The scientific ability to modulate THC expression up and down, referred to by GTR as the “Delta9 Dial,” represents a new advancement in stable gene editing of the cannabis plant, which the company says is notoriously difficult to transform. The new technique also further establishes the capabilities of GTR’s genomics platform, where producers may choose from a menu of traits to customize their plants’ genetics and optimize their value.
Samuel E. Proctor, CEO of GTR, says that the Delta9 Dial could eventually be used to modulate THC levels in cannabis to a specific target percentage.
“The same technique we are using to create a silenced THC plant can be used to modulate CBD and CBC levels as well, so while we are currently focused on silenced THC and high THC cultivars, we may be able to “tune” our approach to whatever cannabinoid content our customers and partners are seeking,” Proctor says in an virtual interview.
The technique also appears to be effective on most if not all cultivars of cannabis, allowing cultivators to dial up the THC percentage in strains of marijuana already popular with consumers.
“We have started with five different cultivars in the lab and have been able to successfully and stably transform all five cultivars,” Proctor reports. “This success indicates that our technique should be applicable to all cultivars, whether it’s for silencing or increasing levels of THC.”
Are Smokers Ready For GMO Weed?
While the cannabis marketplace has a pronounced tendency to purchase marijuana largely based on THC potency, whether consumers will plunk down their hard-earned cash on genetically modified cannabis remains to be seen.
“Today, GMOs have become a stand-in for the modern Agro-Industrial Complex, which has rightfully attracted a lot of negative press and poisoned the well of public opinion against GMOs,” Proctor acknowledges.
But he says that common reservations about GMO foods do not apply to GTR’s technique to boost or reduce THC levels in cannabis.

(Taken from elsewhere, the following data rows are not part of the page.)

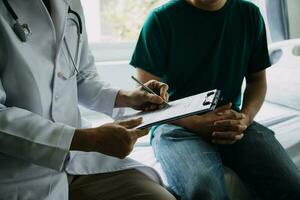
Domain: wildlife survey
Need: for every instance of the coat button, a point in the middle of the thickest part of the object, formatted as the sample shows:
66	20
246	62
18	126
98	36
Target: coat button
61	76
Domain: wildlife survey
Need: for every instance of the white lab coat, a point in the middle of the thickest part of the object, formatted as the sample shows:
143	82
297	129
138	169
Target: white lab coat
39	107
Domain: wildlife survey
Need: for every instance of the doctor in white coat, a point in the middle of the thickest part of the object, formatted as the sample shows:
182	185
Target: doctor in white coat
46	70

“In general, we think significant concern around GMOs stems from a fear of unnaturally shuffling genes between different organisms/species to create a “Franken-organism” — this is not our approach,” Proctor explains. “Instead, GTR is introducing a short DNA sequence that blocks the production of a single enzyme involved in a single branch of the cannabinoid biosynthetic pathway. There are no foreign genes added from other organisms.”
Proctor adds that biotechnology is currently being used to improve diets by boosting nutritional content in foods, while broadening and improving the variety of fruits and vegetables available. He also notes that biotechnology can help the environment by lessening our use of harmful chemical pesticides and herbicides, reducing deforestation by increasing agricultural productivity and increasing a plant’s carbon sequestration capacity.
“These clear benefits are often obscured or not discussed in the context of biotechnology and agriculture,” Proctor says, “but it is important to keep them in mind to properly understand how biotechnology-driven approaches are beneficial.”